A group of NASA researchers has suggested conducting a plant-growth experiment on the U.S. space agency's next Mars rover, which is slated to launch in 2020 and is expected to land on the Red Planet in 2021.
According to Space.com, the initiative is called the Mars Plant Experiment (MPX), and its designers believe the project could contribute a lot in the plan to colonize the fourth planet from the sun.
"In order to do a long-term, sustainable base on Mars, you would want to be able to establish that plants can at least grow on Mars," said Heather Smith, MPX deputy principal investigator of NASA's Ames Research Center, April 24 at the Humans 2 Mars conference in Washington, D.C. "This would be the first step in that ... we just send the seeds there and watch them grow."

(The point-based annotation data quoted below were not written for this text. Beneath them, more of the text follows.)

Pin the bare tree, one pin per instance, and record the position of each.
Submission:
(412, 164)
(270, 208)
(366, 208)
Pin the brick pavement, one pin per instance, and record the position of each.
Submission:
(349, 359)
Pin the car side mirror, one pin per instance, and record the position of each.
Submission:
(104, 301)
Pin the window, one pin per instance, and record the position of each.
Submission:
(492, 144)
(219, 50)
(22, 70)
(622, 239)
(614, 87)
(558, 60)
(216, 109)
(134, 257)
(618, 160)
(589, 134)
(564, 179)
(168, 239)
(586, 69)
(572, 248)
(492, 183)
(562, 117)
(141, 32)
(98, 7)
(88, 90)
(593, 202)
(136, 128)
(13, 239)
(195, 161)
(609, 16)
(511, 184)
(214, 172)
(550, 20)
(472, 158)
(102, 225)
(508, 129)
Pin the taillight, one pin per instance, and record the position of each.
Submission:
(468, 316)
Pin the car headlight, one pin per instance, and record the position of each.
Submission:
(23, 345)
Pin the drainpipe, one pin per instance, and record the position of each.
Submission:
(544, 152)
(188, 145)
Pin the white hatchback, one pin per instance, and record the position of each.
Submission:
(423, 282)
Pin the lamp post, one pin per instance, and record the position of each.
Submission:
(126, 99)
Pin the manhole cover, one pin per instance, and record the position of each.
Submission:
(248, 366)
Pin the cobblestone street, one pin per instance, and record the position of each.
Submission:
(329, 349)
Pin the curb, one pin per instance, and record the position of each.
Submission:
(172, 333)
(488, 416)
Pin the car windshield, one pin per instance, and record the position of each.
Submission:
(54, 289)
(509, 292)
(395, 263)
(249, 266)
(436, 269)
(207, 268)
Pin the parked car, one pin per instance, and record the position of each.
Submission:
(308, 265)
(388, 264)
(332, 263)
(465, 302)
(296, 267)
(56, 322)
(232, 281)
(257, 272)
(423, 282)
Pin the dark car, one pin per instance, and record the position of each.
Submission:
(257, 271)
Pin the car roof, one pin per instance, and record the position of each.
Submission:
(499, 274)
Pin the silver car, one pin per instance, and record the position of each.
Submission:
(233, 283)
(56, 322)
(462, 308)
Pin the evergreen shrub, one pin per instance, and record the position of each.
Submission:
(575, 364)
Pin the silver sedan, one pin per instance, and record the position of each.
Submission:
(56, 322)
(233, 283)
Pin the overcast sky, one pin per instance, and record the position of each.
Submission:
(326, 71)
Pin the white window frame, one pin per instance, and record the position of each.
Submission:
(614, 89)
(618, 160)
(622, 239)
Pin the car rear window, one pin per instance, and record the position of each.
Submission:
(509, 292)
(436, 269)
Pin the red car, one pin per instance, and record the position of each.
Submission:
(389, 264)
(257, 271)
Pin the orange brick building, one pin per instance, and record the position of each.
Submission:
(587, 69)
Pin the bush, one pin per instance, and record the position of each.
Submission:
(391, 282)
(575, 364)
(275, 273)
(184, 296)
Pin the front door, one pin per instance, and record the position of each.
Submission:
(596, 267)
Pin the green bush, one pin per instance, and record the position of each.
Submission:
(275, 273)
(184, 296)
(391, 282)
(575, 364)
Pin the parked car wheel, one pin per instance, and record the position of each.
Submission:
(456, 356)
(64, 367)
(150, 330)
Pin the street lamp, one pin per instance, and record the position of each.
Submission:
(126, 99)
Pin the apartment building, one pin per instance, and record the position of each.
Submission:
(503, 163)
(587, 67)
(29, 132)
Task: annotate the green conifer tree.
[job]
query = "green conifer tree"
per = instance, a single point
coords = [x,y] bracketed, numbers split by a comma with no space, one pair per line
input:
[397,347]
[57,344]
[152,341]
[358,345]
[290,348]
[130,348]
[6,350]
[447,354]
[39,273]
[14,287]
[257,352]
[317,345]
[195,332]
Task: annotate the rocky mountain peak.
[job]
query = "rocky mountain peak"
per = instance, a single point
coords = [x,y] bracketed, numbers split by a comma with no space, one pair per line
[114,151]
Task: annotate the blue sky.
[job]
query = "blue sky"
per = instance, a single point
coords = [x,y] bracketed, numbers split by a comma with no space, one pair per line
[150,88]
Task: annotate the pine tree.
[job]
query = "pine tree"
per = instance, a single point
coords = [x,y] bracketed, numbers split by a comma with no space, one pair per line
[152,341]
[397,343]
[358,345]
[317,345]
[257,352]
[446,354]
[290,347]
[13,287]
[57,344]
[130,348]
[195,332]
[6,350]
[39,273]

But the MPX team, helmed by another Ames scientist Chris McKay, made it clear that the next Mars rover would not be mainly tasked to act as gardener of sort, because the experiment would be completely independent.
MPX plans to use a clear "CubeSat" box, which would be installed to the exterior of the Mars rover. This box would contain Earth air and approximately 200 seeds of Arabidopsis, a small flowering plant related to cabbage and mustard that is traditionally used in scientific research.
Once the rover landed on Mars, the seeds would receive water, and would be left alone to grow for a span of two weeks.
"In 15 days, we'll have a little greenhouse on Mars," Smith told the space and astronomy news website.
Smith explained the team will conduct an organism-level test of the Mars environment. The result of the said investigation will show how Earth life copes with Mars' higher radiation levels and lower gravity strength.
"We would go from this simple experiment to the greenhouses on Mars for a sustainable base," Smith explained. "That would be the goal."
Space.com reported that the 2020 Mars rover is greatly inspired by NASA's Curiosity rover, which landed on Mars last August 2012.